Éviter le désengagement
Selon Reynald Tavernier, directeur de Linéa Semences, plusieurs producteurs ont fait savoir il y a quelques mois qu’ils ne souhaitaient pas poursuivre cette culture en raison des difficultés d’implantation de la culture suivante si les pailles ne sont pas exportées. « Cela nous a fait un peu froid dans le dos, se remémore-t-il : c’est dommage d’avoir des superrendements (30-33 q/ha), avec des prix proposés par les industriels, mais des facteurs limitants de ce genre. » C’est à partir de ce constat que la rencontre a été organisée. Actuellement, seules 8 % des pailles sont collectées. Le rendement en paille est d’environ 1,2 t de paille par hectare.
À quel prix ?
Les différents acteurs se sont accordés pour dire qu’un travail structurant de filière était nécessaire sur le sujet. Plusieurs questions clés doivent être abordées, en particulier celle du prix payé aux producteurs. Arnaud Day, directeur scientifique de FRD-Codem (1), appuie ce point en relatant l’expérience du Canada. Important producteur mondial, le pays « n’a jamais réussi à valoriser ses pailles de lin oléagineux », indique-t-il. Selon lui, la raison est simple : la valorisation insuffisante de la ressource par l’aval, en l’occurrence des sociétés d’industrie papetière, intéressées par la cellulose du lin.
Pour Eric Ducornet, de la Coopérative 110 Bourgogne, il faut viser 250 € la tonne de paille pour un produit correspondant aux qualités demandées par l’aval, stocké et livré. Pour l’heure, la marche est grande. Présent dans l’assemblée, un producteur de lin dans l'Eure-et-Loire chiffre : « Actuellement, nous n’avons qu’un acheteur de paille dans le département, et il l’achète 12 €/t ». À ce prix, peu nombreux sont ceux qui choisissent de la vendre.
La question du stockage doit aussi être travaillée.
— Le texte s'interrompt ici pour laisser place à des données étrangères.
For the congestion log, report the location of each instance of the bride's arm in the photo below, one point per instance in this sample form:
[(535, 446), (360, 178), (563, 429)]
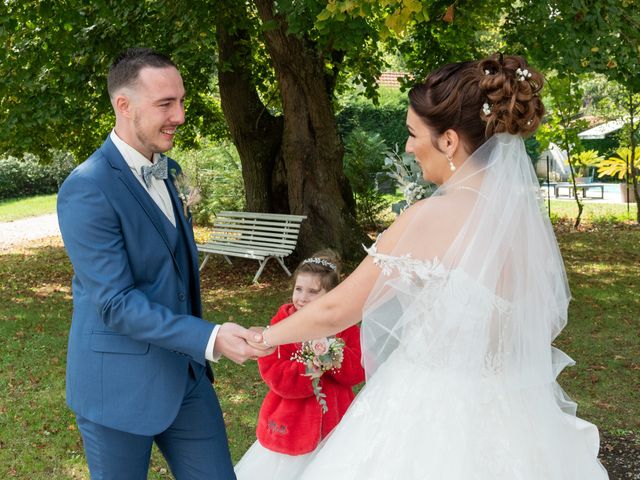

Eric Ducornet déclare : « Quand je place des surfaces de chanvre, je place aussi des surfaces de stockage de paille. Dans le cas du lin oléagineux, il faudra aussi anticiper. » Il évoque l’option de la centralisation et de la mutualisation du stockage et du transport. Zoé Le Bihan, référente en lin oléagineux chez Terres Inovia, confirme : « C’est une problématique que l’on trouve sur l’ensemble des cultures de diversification. C’est un frein logistique majeur, et cela fait totalement partie des éléments à travailler. »
Une filière « à fond la forme »
Bétons de lin, textiles, chaudières à biomasse, substrat pour champignons, paillage pour animaux… Les débouchés, qui demandent systématiquement une ou plusieurs étapes de transformation, sont nombreux. La R&D est active dans le domaine, et de nombreux projets sont déjà sur les rails, voire déjà concrétisés.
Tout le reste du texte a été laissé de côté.